Rogers’ law enforcement philosophy revolves around what he calls the four pillars: prevention, intervention, suppression and rehabilitation. It is through an emphasis on these four areas that he aims to see change in ways where other strategies have failed.
“We cannot arrest our way out of crime and disorder in our neighborhoods,” said Rogers, who currently oversees the department’s $2.8 billion budget and all personnel training operations.
He says it’s important for law enforcement to solve the problems that are important to people in the neighborhoods the agency serves.
While working as a captain at the LASD station in Carson, Rogers implemented a community policing strategy after forming a partnership with Carson residents.
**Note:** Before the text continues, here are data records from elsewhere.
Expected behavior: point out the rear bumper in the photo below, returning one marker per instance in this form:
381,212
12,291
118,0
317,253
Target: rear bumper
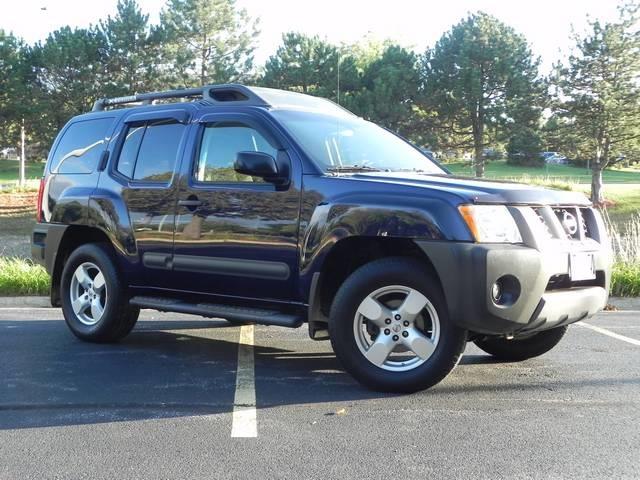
468,272
45,241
“We lowered crime and, at the same time, gained the support of our community who trusted us,” said Rogers, who has a master’s degree in criminal justice from Cal State Dominguez Hills, and has been noted for establishing a Law Enforcement Assisted Diversion (LEAD) program in Carson to battle the growing problem of youth crime. He did this, in part, because he sees gang involvement and criminal behavior as a public health problem.
As part of this program, Rogers had full-time deputies partner with community-based organizations to work with troubled youth and their families to keep the young people from embarking on a life of crime. Since it beginning in 2006, Rogers said the program has impacted more than 800 lives. He points out that 65 percent of youth involved in LEAD made a “180 degree turn,” while another 10 to 15 percent saw some noticeable improvement.
Part of the reason for Rogers’ success in Carson was his willingness to engage with community members. Through conversations sparked in townhall meetings, Rogers said he was able to build trust and mutual respect.
In addition to his role in the sheriff’s department, Rogers has been a member of the Lakewood City Council since 2001, and was elected mayor earlier this year. He stresses that this political experience has made him a better policeman and a better police executive. “It makes me understand not only the system, the cost model, and all the technical aspects but also our obligations to provide service.”
If elected sheriff, Rogers says that his first directive would be to develop a comprehensive assessment of all of the commands in the department. He would also like to implement a comprehensive community policing strategy at each of the LASD patrol stations.
For years the sheriff’s department has been marred by allegations of rampant abuse of jail inmates. Rogers said these offenses stem from lack of leadership.
“We had another sheriff who was telling people they could operate in a gray area pushing the bounds of legality,” Rogers said. “And some deputies took that as a green light to do whatever they felt they had to do.”
Although old habits are often hard to break, Rogers has high expectations for the department to improve. He intends to set new standards that will lead to renewed public trust. “If you can’t maintain that standard, you’re going to have to get another job.”